Singapore GE: Opposition parties stake claims to constituencies ahead of upcoming election

SINGAPORE – Opposition parties have staked their claims to various constituencies, including at least two of the four newly created single-member constituencies (SMCs), as early jostling over constituencies began this weekend ahead of the upcoming general election.

By Saturday (March 14), just a day after the battle lines for the next election were drawn with the release of the Electoral Boundaries Review Committee’s report, several opposition parties had made known the constituencies they were looking to field candidates in.

More than one opposition party indicated interest in group representation constituencies (GRCs) like Bishan-Toa Payoh and Pasir-Ris Punggol and SMCs like Marymount and Mountbatten – setting the stage for potential three-cornered fights.

Following a walkabout in Bishan Street 11 on Saturday, Singapore People’s Party (SPP) secretary-general Steve Chia said his party is likely to contest seven seats in the election.

Mr Chia, who took over from opposition stalwart Mr Chiam See Tong last November, told The Straits Times his party is preparing to compete in the Bishan-Toa Payoh GRC, which has been reduced from a five-member GRC to a four-member one. The SPP has contested twice there.

Mr Chia added that the party plans to field candidates in Potong Pasir, Mountbatten and Marymount, a new SMC carved out from Bishan-Toa Payoh GRC.

Mr Chiam’s wife, Mrs Lina Chiam, has lost twice in Potong Pasir to Mr Sitoh Yih Pin from the People’s Action Party’s (PAP).
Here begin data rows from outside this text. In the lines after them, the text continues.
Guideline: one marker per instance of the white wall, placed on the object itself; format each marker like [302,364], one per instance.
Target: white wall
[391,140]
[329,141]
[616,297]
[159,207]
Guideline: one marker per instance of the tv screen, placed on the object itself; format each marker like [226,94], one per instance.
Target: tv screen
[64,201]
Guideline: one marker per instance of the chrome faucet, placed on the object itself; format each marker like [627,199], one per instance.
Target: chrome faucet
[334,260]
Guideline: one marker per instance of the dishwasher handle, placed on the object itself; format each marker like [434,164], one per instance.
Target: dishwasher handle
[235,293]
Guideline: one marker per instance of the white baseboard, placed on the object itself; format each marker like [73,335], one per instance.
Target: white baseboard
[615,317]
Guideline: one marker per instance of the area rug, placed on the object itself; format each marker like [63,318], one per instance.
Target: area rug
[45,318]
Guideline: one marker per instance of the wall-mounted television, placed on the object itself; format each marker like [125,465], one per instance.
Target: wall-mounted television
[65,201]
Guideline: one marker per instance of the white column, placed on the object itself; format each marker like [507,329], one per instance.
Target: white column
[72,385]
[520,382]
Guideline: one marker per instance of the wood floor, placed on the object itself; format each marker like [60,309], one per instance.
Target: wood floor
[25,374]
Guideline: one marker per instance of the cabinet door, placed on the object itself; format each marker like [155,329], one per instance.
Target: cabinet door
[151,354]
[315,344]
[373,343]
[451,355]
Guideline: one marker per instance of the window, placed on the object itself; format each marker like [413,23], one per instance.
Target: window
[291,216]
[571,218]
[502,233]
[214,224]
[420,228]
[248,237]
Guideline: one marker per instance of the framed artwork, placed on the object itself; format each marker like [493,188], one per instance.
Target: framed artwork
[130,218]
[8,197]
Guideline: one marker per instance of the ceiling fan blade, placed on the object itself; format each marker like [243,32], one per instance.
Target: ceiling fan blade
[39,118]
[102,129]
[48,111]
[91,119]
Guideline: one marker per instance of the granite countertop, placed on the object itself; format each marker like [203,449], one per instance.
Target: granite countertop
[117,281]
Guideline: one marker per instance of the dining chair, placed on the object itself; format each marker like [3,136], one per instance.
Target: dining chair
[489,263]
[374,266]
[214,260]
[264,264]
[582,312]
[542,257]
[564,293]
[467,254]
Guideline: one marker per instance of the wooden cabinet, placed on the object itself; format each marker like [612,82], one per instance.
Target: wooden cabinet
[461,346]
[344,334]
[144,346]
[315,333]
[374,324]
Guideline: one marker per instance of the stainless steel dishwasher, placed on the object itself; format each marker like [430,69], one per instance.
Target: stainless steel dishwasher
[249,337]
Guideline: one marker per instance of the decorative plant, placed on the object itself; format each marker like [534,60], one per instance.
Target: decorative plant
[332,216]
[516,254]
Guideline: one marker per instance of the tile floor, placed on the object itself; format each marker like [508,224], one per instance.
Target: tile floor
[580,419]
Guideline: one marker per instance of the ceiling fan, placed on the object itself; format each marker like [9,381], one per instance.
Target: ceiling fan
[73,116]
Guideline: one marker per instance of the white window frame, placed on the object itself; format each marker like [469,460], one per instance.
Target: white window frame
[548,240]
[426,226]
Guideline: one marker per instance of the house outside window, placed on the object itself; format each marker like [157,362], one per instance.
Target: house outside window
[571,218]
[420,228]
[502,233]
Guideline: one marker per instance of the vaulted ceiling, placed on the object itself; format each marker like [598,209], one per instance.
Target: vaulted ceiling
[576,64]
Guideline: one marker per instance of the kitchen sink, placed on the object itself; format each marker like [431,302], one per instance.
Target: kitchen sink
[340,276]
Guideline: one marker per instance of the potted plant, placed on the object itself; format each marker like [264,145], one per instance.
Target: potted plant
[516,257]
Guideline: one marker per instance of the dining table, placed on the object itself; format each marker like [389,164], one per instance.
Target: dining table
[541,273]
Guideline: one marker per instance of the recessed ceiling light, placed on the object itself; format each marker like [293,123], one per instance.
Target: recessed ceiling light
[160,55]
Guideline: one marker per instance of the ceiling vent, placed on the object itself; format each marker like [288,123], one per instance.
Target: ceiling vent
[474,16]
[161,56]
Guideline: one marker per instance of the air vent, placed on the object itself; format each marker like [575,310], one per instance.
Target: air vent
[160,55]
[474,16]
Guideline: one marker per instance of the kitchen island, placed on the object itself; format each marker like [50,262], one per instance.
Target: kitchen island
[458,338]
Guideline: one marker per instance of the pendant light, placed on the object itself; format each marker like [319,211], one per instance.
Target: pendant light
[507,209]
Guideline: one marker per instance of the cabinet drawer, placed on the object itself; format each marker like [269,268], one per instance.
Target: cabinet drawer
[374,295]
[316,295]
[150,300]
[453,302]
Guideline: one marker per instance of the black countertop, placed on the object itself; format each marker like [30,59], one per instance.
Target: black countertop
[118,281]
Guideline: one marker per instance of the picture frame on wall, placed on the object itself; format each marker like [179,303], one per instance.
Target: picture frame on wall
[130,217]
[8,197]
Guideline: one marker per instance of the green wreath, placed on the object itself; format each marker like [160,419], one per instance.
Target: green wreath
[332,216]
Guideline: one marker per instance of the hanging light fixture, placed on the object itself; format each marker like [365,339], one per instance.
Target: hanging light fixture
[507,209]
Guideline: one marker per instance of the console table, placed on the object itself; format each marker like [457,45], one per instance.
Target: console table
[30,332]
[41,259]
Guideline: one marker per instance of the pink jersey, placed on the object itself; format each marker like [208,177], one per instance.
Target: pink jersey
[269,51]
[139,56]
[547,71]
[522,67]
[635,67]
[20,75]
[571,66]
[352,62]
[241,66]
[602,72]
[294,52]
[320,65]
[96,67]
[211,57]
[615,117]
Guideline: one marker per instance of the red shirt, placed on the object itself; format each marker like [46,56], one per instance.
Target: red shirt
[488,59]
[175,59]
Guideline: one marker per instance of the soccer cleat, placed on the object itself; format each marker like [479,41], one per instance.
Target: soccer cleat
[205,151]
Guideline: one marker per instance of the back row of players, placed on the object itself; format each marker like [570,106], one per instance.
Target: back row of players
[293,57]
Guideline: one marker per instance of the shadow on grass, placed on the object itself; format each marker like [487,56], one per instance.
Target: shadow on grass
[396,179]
As per the EBRC’s report, the newly drawn Potong Pasir SMC will have an extra 5,404 voters as it will take in parts of Marine Parade GRC.

Mountbatten SMC, which remains unchanged, was previously contested by former SPP vice-chairman Jeannette Chong-Aruldoss, who left the party last September.

Also indicating interest in Marymount SMC and Bishan-Toa Payoh GRC is the Democratic Progressive Party (DPP), which will be contesting five parliamentary seats.

Its secretary-general, Mr Hamim Aliyas, has said that his party is likely to stay with Bishan-Toa Payoh GRC, which it has contested before, and one SMC that will either be Kebun Baru, another new SMC in the election, or Marymount.

People’s Voice party (PV) chief Lim Tean told ST that his new party is eyeing contests in Choa Chu Kang GRC, Jalan Besar GRC, Tanjong Pagar GRC and Pasir Ris-Punggol GRC, which has been reduced from a mammoth six-member GRC to a five-member one.

The party is also keen on contesting Pioneer SMC and Mountbatten SMC, added Mr Lim, for a total of 20 seats that PV could potentially be trying for in the upcoming election.

On Friday, National Solidarity Party (NSP) secretary-general Spencer Ng told ST the party was originally going on a walkabout in the Tampines GRC this Sunday, but will now have a “strategy meeting” at its headquarters instead. The party has contested the five-member GRC twice.

The Singapore Democratic Party (SDP) announced in August last year that it plans to contest Holland-Bukit Timah GRC and Marsiling-Yew Tee GRC, as well as the Bukit Batok, Bukit Panjang and Yuhua single seats in the next general election. That will mean that it would be vying for 11 seats in parliament.

Reform Party (RP) has declared its intention to run in the three constituencies it contested in the last elections – Ang Mo Kio GRC, West Coast GRC and Radin Mas SMC, for 11 seats. Chairman Andy Zhu told ST on Friday that the party wants to “pick up where we left off”.

Meanwhile, Singapore Democratic Alliance (SDA) chairman Desmond Lim told ST that it will be vying for the Pasir Ris-Punggol GRC, which it has contested in the past three elections.

Mr Lim added that the party might also contest a new SMC or GRC. There were four new SMCs and one new GRC in the boundaries report.

One new seat, Punggol West SMC, was carved out from Pasir Ris-Punggol GRC.

In previous elections, opposition parties met for negotiations to avoid three-cornered fights.

No such meeting has yet been arranged.

The general election must be held by April 2021.